6.1 Numerical implementation of convection

As discussed in section 3.2, the convection is modeled by moving the vortices according to the equation

$$\frac{d}{dt} \vec{x}_i(t) = \sum_{j}\,\Gamma_j \, \vec{K}_\delta(\vec{x}_i(t);\vec{x}_j(t)) \quad \ ,$$ (6.1)

where $\Gamma_j$ is the circulation of vortex $j$, $\vec{x}_i$ is the position of the vortex $i$ at time $t$, and $\Gamma_j \vec{K}_\delta(\vec{x};\vec{x}_j)$ the velocity field of the vortex $j$ alone.

To integrate (6.1), we used the fourth order Runge-Kutta time stepping scheme proposed by Blum [27].

Unfortunately, the cost of computing the velocity of all the vortices using the summation (6.1) is proportional to $O(N^2)$, where $N$ is the number of vortices. Such computational effort would be unrealistic for flows where significant small-scale motion requires a fine vortex spacing, in other words, large $N$.

To solve this dilemma, `fast' algorithms were developed by, among others, Greengard and Rokhlin [97] and Carrier et al. [36], and independently by Van Dommelen and Rundensteiner [233,240]. For the computations in this work the latter of these three schemes was used; it seems to have been the first available scheme that was solution adaptive [240], but it can be noticeably slower than the first two schemes. For all these schemes, the required amount of work is roughly proportional to $N$. More recent variations have been proposed by a number of authors, such as [2,5,10,74,75].

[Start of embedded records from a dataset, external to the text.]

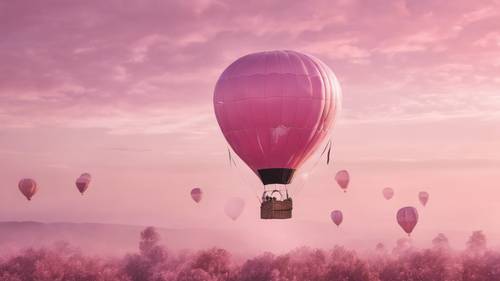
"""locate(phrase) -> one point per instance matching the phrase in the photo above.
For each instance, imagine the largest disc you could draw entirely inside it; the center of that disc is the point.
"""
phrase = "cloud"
(118, 65)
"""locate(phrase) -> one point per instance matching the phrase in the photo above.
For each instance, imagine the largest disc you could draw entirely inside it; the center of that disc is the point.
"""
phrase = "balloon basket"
(272, 208)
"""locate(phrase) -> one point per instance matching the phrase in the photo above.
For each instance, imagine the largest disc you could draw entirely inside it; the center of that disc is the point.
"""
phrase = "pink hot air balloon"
(274, 108)
(234, 207)
(196, 194)
(388, 193)
(82, 183)
(28, 187)
(337, 217)
(86, 175)
(423, 197)
(342, 178)
(407, 218)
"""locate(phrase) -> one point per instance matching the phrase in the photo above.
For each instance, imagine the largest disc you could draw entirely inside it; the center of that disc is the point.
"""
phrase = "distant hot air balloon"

As explained in section 3.1, the velocity field $\vec{K}_\delta$ of a vortex is obtained by convolving the velocity field $\vec{K}$ of a point vortex with a smoothing function $\phi_\delta(\vec{x})$ which is usually taken to be of the form

$$\phi_\delta(\vec{x}) \;=\;\frac{1}{\delta^2}\: \phi\left( \frac{\vec{x}}{\delta} \right) \quad \ ,$$ (6.2)

with $\phi(\vec{x})$ an axisymmetric function that integrates to unity. Hence, to obtain $\vec{K}_\delta$ in (6.1) a smoothing function $\phi(\vec{x})$ must be chosen. Based on procedures for the random walk computations [213,231,237], a low-order algebraic smoothing function was chosen of form

$$\phi(\vec{x}) = \frac{1}{\pi}\;\frac{1}{ \left(1+\vert\vec{x}\vert^2\right)^2} \quad \ .$$ (6.3)

This smoothing function falls in a class discussed by Hald [106] for the Euler equations. A relatively small core size $\delta = \sqrt{0.5\nu\Delta t}$ was used, as is common in practical applications; see Goodman, Hou, & Lowengrub [91].